VANESSA DAL PONTE – Advogada, pós-graduada, especialista em direito das mulheres e práticas feministas. Pesquisadora integrante do Grupo de Estudos de Gênero da UFRRJ
Você já imaginou se todas as decisões sobre métodos contraceptivos e cuidados durante o período menstrual da sua vida tivessem que ser autorizados pelo seu companheiro? Parece roteiro de filme, mas se trata de uma exigência real de alguns planos de saúde, que somente realizavam o procedimento de inserção do DIU com o consentimento dos maridos para que mulheres casadas.
Tal exigência, além de ser um retrocesso, juridicamente viola a Constituição. À primeira vista, podemos citar afronta ao direito à dignidade da pessoa humana (artigo 1º, III) e ao direito à liberdade (artigo 5º). Também se pode mencionar a violação ao direito à autonomia da vontade do indivíduo, no caso, da mulher em relação ao próprio corpo.
Autorizações como esta somente são exigidas em casos de esterilização, como vasectomia e laqueadura – previsão que tem pauta para o dia 09 de dezembro deste ano para ser discutida pela Suprema Corte.
O caso vem sendo acompanhado pela Agência Nacional de Saúde e Procon-SP – órgão que recebeu as denúncias realizadas.
Entretanto, o retrocesso é tão grande, que nos remete a outros direitos das mulheres que dependiam da autorização do cônjuge:
1. O código eleitoral promulgado em 1932 concedeu o direito ao voto às mulheres. As casadas, no entanto, continuavam dependendo da autorização do marido. Essa restrição só foi derrubada em 1934.
2. Até 1962, as mulheres casadas só podiam trabalhar fora se o marido permitisse.
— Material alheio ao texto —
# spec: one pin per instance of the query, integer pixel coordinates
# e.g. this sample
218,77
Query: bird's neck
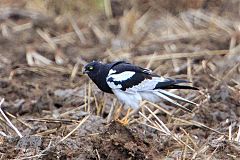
100,79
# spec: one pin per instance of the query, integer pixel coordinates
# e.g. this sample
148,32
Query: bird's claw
124,121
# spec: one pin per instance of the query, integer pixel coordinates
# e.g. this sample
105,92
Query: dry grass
197,44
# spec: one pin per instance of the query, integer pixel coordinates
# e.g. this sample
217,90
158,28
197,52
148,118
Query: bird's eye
90,68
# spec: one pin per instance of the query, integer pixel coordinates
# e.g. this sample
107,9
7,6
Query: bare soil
48,101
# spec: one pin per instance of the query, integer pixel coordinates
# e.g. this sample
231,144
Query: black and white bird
131,84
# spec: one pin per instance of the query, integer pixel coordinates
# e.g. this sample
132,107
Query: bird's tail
170,96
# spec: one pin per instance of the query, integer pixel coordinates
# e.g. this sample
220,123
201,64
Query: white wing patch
146,85
121,76
132,100
114,86
111,71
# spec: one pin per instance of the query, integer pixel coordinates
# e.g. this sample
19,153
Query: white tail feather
172,101
169,94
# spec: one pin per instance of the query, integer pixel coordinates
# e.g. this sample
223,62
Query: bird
132,84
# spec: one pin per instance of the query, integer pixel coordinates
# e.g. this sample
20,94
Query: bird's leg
117,113
124,121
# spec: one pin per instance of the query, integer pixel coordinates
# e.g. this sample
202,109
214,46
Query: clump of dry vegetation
49,110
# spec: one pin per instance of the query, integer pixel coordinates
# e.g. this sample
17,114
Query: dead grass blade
8,121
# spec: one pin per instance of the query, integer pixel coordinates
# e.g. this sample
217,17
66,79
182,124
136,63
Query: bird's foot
124,121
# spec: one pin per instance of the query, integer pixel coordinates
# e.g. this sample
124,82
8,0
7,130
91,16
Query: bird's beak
84,71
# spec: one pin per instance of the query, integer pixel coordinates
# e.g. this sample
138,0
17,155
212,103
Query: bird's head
92,69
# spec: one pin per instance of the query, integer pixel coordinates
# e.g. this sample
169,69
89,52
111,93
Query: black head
92,69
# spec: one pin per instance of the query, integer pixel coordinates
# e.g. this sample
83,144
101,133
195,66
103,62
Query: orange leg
125,119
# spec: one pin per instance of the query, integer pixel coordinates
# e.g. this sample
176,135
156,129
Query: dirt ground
63,115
E a autorização poderia ser revogada a qualquer momento, de acordo com o que previa o Código Civil de 1916. Nele, as mulheres casadas eram consideradas “incapazes”.
3. O Código Civil de 1916 também impedia mulheres casadas de abrir conta no banco, ter estabelecimento comercial ou mesmo viajar sem a autorização dos maridos.
4. O decreto-lei 3.199 de 1941, a chamada Lei do Esporte, promulgada durante a ditadura do Estado Novo, de Getúlio Vargas, proibiu mulheres de praticar profissionalmente esportes “incompatíveis com as condições de sua natureza”, incluindo o futebol.
5. O artigo 390 da CLT (Consolidação das Leis Trabalhistas) veda ao empregador a contratação de mulheres para serviços que necessitem de força muscular superior a 20 kg para o trabalho contínuo ou 25 kg para o trabalho ocasional – em vigor até hoje.
A absurda exigência de autorização para uso de um método contraceptivo só traz a tona as diversas batalhas travadas, entre avanços e retrocessos, para que as mulheres tenham autonomia sobre o próprio corpo.
A luta pela igualdade segue em pauta e em voga, apesar de todas as normas existentes para igualar homens e mulheres.
Como já disse Simone de Beauvoir há algumas décadas e continua atual: “Nunca se esqueça que basta uma crise política, econômica ou religiosa para que os direitos das mulheres sejam questionados.
Esses direitos não são permanentes. Você terá que manter-se vigilante durante toda a sua vida.”